Add a little spice to your #SeptemberWhole30 with our zesty Lemon Garlic, red curry, and juicy shrimp! This one pot stew is the perfect weeknight meal to change things up!
Makes 4 servings
What you need
4 tablespoons Tessemae’s Lemon Garlic
1 pound large peeled and deveined shrimp
1 red bell pepper, thinly sliced
1 tablespoon red chili paste
1 knob ginger, peeled
1 can coconut milk
1 teaspoon fish sauce
1 cup spinach
2 plum tomato, quartered
coarse salt and white pepper to taste
Serve over cauliflower rice with fresh cilantro
What you do
- Heat 2 tablespoons Lemon Garlic in a large skillet. Add shrimp and sauté́ until browned, about 1-2 minutes per side. Transfer to a plate.
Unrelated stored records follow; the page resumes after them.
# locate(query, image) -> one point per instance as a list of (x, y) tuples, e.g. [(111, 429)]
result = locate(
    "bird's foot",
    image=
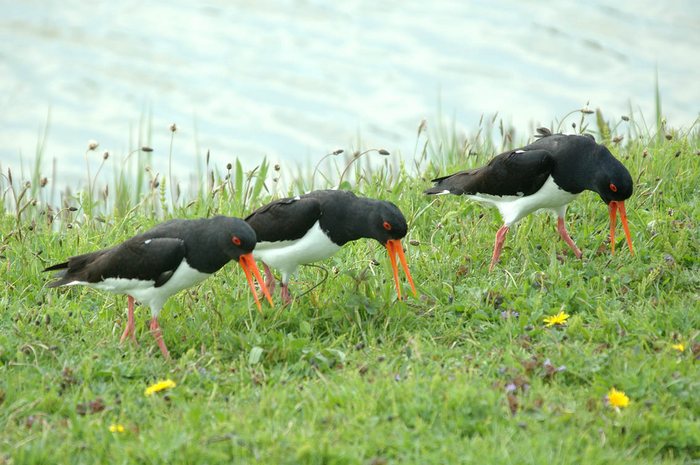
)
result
[(286, 296), (158, 336), (130, 330), (561, 227), (498, 245)]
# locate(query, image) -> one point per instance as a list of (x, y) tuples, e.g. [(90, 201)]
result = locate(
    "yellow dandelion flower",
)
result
[(558, 319), (618, 399), (159, 386), (679, 347), (116, 428)]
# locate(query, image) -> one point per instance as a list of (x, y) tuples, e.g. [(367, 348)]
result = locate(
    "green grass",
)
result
[(464, 373)]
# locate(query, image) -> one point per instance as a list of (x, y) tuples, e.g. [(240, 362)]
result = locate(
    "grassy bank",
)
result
[(467, 372)]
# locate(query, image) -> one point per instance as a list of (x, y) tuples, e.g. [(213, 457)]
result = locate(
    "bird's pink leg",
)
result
[(130, 330), (561, 227), (284, 291), (498, 245), (269, 279), (158, 336)]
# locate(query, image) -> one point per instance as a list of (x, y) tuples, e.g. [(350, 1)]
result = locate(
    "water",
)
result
[(294, 80)]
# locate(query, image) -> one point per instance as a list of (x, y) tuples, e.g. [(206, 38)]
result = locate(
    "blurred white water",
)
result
[(294, 80)]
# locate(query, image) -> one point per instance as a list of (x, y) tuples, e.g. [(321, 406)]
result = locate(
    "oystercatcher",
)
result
[(154, 265), (549, 173), (314, 226)]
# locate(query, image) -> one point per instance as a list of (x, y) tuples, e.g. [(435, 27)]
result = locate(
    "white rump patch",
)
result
[(184, 276), (286, 256), (513, 207)]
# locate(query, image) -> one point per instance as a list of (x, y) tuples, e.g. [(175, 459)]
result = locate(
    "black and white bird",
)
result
[(312, 227), (549, 173), (168, 258)]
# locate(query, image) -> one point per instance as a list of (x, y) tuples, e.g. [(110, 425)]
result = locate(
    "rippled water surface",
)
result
[(293, 80)]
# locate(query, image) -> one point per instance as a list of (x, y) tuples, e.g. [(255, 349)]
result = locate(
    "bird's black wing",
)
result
[(518, 172), (285, 219), (149, 260)]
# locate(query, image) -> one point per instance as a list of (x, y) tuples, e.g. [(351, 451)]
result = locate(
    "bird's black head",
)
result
[(234, 236), (612, 181), (386, 222)]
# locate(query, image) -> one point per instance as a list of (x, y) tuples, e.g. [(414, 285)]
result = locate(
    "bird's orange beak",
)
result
[(247, 262), (613, 207), (394, 248)]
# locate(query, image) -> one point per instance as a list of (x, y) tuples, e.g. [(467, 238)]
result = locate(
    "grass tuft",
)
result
[(467, 372)]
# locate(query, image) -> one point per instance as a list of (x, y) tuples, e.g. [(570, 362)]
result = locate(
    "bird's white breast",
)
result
[(286, 256), (184, 276), (515, 207)]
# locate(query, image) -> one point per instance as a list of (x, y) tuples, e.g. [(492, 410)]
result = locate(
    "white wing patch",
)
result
[(515, 207), (286, 256)]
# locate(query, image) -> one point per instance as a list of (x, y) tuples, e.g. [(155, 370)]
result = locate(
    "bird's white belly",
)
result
[(515, 207), (143, 291), (286, 256)]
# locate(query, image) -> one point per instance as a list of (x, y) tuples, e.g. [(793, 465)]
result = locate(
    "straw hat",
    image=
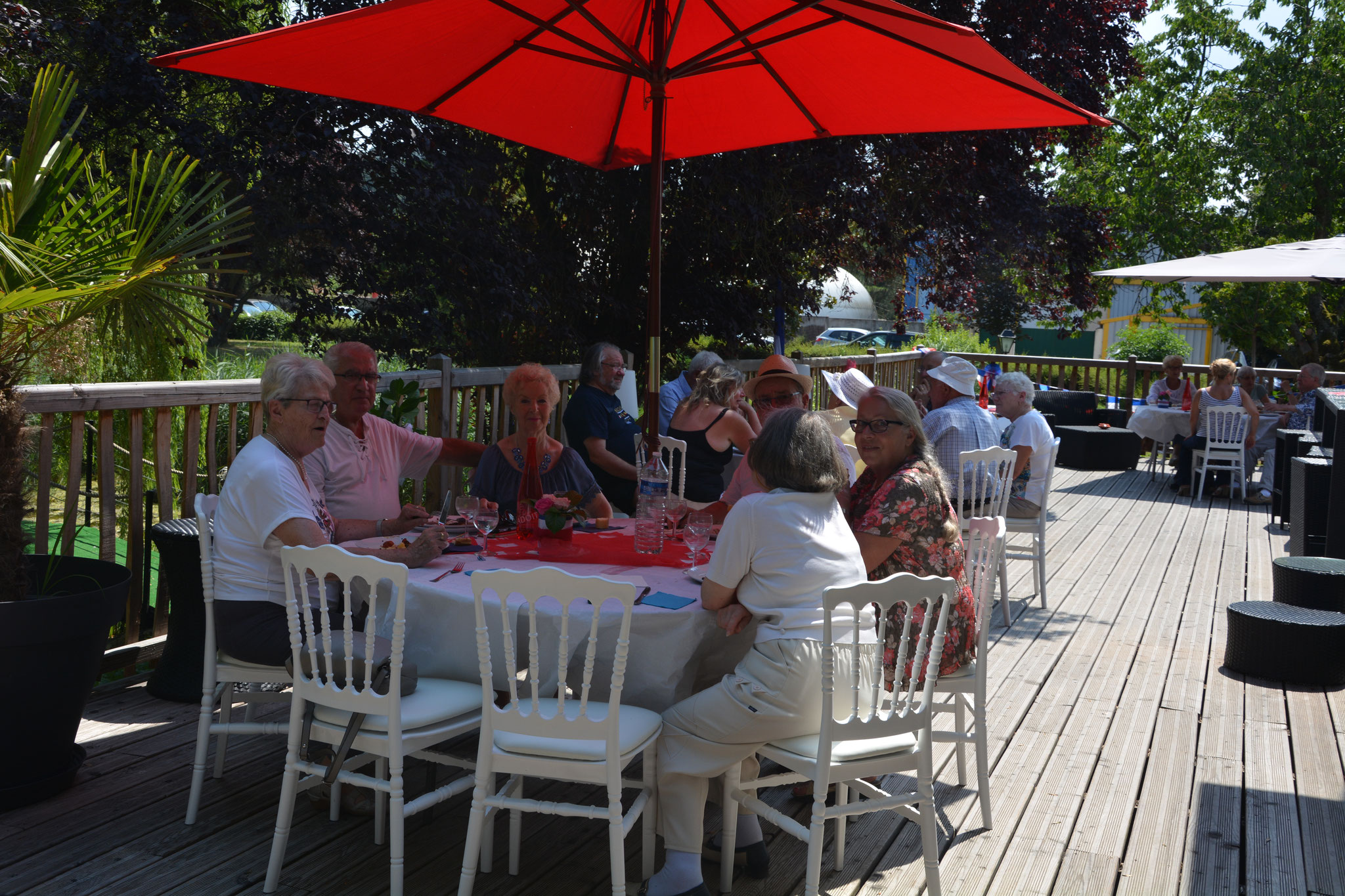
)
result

- Add bell pepper, ginger and red chili paste to the skillet. Mix until fragrant, about 1 minute
- Stir in the Lemon Garlic, fish sauce, coconut milk, spinach and tomatoes. Cover and simmer until the flavors meld and the veggies are tender, about 15 minutes. Season with salt and white pepper.
- Return the shrimp to the pan and cook about a minute to warm. Pour in bowls, top with cilantro and serve with cauliflower rice.